Le projet de loi sur le mariage pour tous est débattu à partir de ce mardi dans l'hémicycle et devrait être voté aux alentours du 12 février. Les députés seront entièrement mobilisés sur ce texte puisque des séances sont organisées la nuit et le week-end. Ce projet de loi est vivement combattu par l'opposition de droite et une partie de l'Eglise catholique, qui avaient réussi à mobiliser entre 340 000 personnes, selon la police, et un million selon les organisateurs, le 13 janvier à Paris. Les partisans du mariage homosexuel leur ont répondu dimanche dans les rues de la capitale en faisant défiler entre 125 000 et 400 000 personnes en faveur de cette réforme qui devrait obtenir aisément une majorité à l'Assemblée.
Mais l'opposition de droite, qui voit dans ce dossier une occasion de se requinquer après la guerre entre François Fillon et Jean-François Copé pour la présidence de l'UMP, entend jouer toutes les cartes à sa disposition dans l'hémicycle. « Notre mobilisation sera importante. Nous souhaitons un débat serein mais nous défendrons toutes les procédures », a déclaré Christian Jacob, le président du groupe UMP. Sur les 5 367 amendements déposés lundi, la quasi-totalité émanent des rangs de l'opposition et, hormis celui qui propose de créer une « alliance civile » plutôt que le mariage homosexuel, la plupart visent à supprimer un par un les alinéas du texte.

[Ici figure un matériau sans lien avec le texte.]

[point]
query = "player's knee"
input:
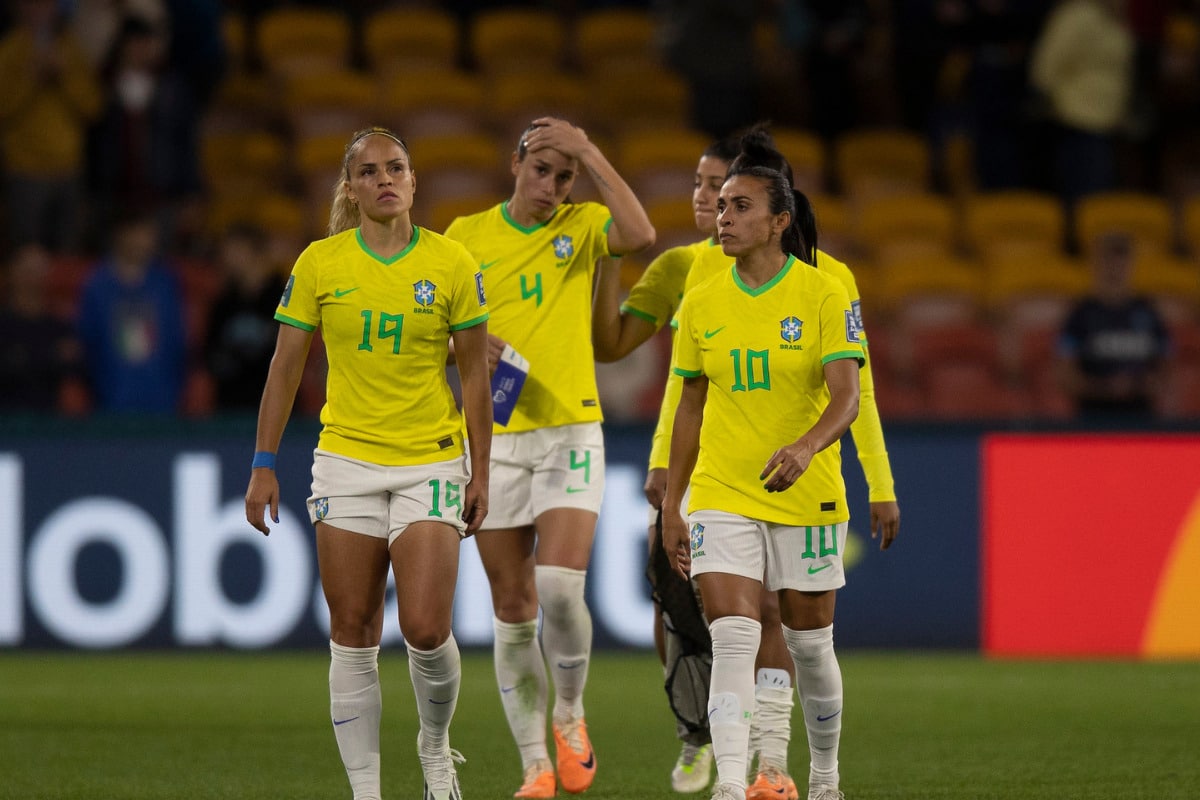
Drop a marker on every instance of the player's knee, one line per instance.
(559, 590)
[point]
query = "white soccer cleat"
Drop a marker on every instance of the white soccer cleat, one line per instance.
(729, 792)
(441, 779)
(693, 770)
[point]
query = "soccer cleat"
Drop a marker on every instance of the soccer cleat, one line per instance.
(693, 770)
(772, 783)
(576, 759)
(539, 782)
(441, 780)
(729, 792)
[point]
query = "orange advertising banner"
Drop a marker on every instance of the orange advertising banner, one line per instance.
(1091, 545)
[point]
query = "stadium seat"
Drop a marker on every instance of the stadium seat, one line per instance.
(607, 38)
(467, 164)
(899, 227)
(1192, 226)
(433, 102)
(996, 223)
(1173, 282)
(660, 163)
(623, 101)
(675, 223)
(235, 37)
(438, 216)
(531, 41)
(241, 163)
(401, 40)
(293, 40)
(514, 101)
(337, 101)
(928, 292)
(1146, 218)
(877, 162)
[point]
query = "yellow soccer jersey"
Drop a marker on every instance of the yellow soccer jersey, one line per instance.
(387, 324)
(763, 352)
(867, 429)
(655, 296)
(539, 292)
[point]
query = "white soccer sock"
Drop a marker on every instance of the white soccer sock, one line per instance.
(436, 675)
(355, 705)
(565, 636)
(819, 680)
(731, 695)
(521, 675)
(772, 726)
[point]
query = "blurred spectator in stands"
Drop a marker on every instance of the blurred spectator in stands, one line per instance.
(39, 350)
(97, 23)
(144, 150)
(1083, 64)
(51, 95)
(131, 323)
(828, 37)
(1114, 343)
(712, 44)
(241, 326)
(997, 36)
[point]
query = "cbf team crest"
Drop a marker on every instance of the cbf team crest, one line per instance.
(425, 293)
(321, 507)
(564, 247)
(790, 329)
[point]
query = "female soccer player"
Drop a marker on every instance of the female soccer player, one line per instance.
(769, 353)
(390, 482)
(538, 252)
(651, 302)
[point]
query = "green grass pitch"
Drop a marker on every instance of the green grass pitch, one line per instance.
(917, 725)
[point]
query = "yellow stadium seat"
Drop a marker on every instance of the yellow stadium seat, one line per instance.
(874, 162)
(467, 164)
(438, 101)
(895, 227)
(241, 163)
(513, 101)
(400, 40)
(330, 102)
(1192, 226)
(634, 100)
(609, 38)
(1014, 221)
(438, 216)
(300, 41)
(519, 40)
(807, 155)
(660, 164)
(1146, 218)
(1174, 283)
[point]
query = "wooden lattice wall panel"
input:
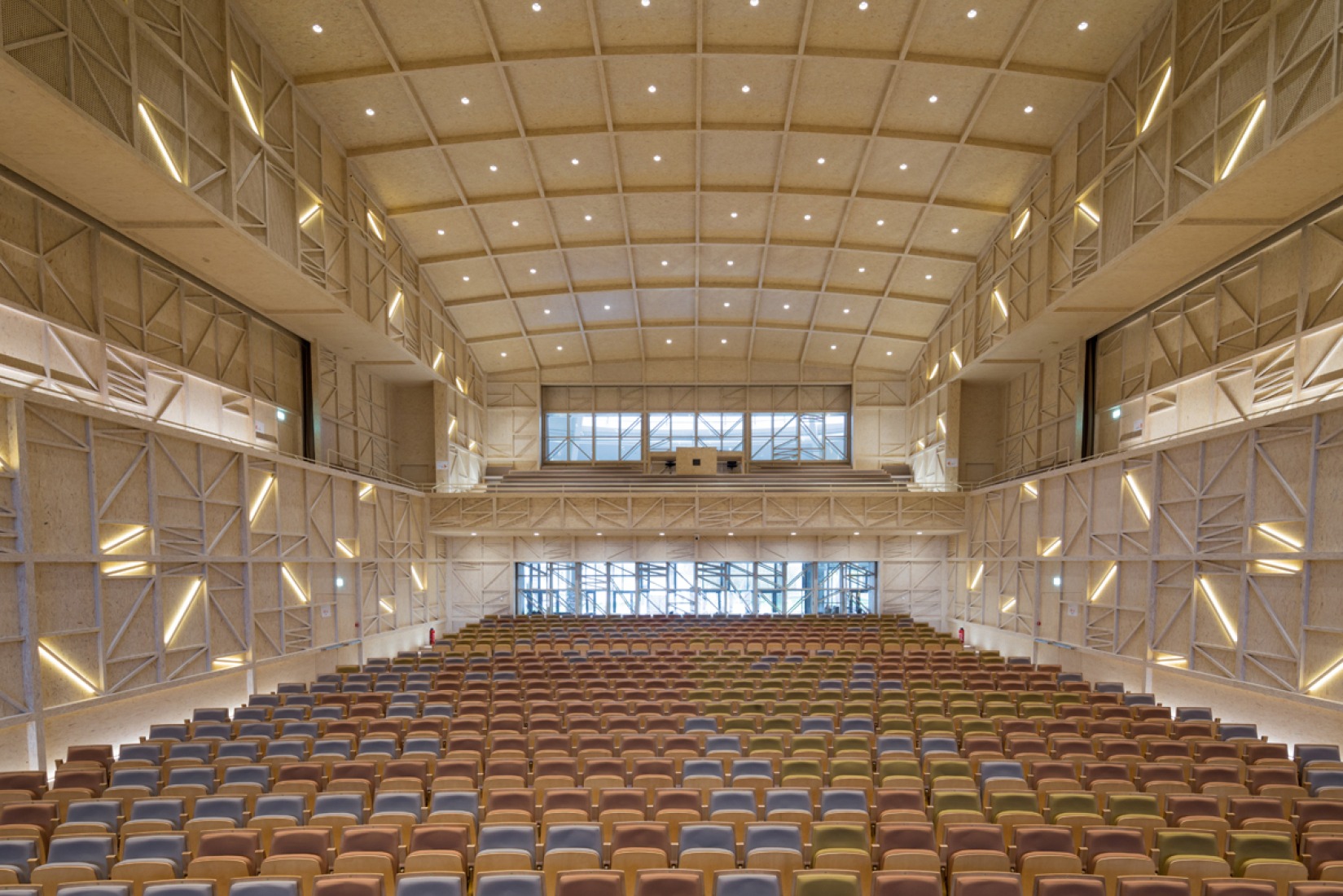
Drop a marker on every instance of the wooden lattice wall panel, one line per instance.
(1217, 555)
(138, 556)
(271, 168)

Si le nombre d'amendements est imposant, il est loin cependant de battre des records : 137 665 en septembre 2006 lors de l'examen du texte sur l'énergie, 14 888 en janvier 2005 sur la réforme de La Poste, 12 805 en février 2003 pour la réforme des modes de scrutins aux élections locales, 11 153 en juillet 2003 pour la réforme des retraites.
« Détermination totale » du gouvernement
C'est la gauche qui menait alors bataille contre ces réformes et le groupe PS était en pointe par le nombre de ses amendements et l'utilisation des diverses procédure. Face à cette menace d'obstruction, le gouvernement se dit serein et prêt à affronter un long débat. « La détermination du gouvernement est totale pour mener ce projet à bien », déclare Alain Vidalies, ministre délégué chargé des Relations avec le Parlement, en rappelant que les sondages donnent une majorité de Français favorables à cette réforme. Afin de couper l'herbe sous le pied de l'opposition qui accuse la majorité d'avoir empêché un débat préalable, le gouvernement a décidé de n'utiliser ni la procédure dite « accélérée », qui permet de réduire le nombre de navettes entre l'Assemblée et le Sénat, ni le « temps programmé », par lequel il est possible de limiter les temps de parole dans l'hémicycle.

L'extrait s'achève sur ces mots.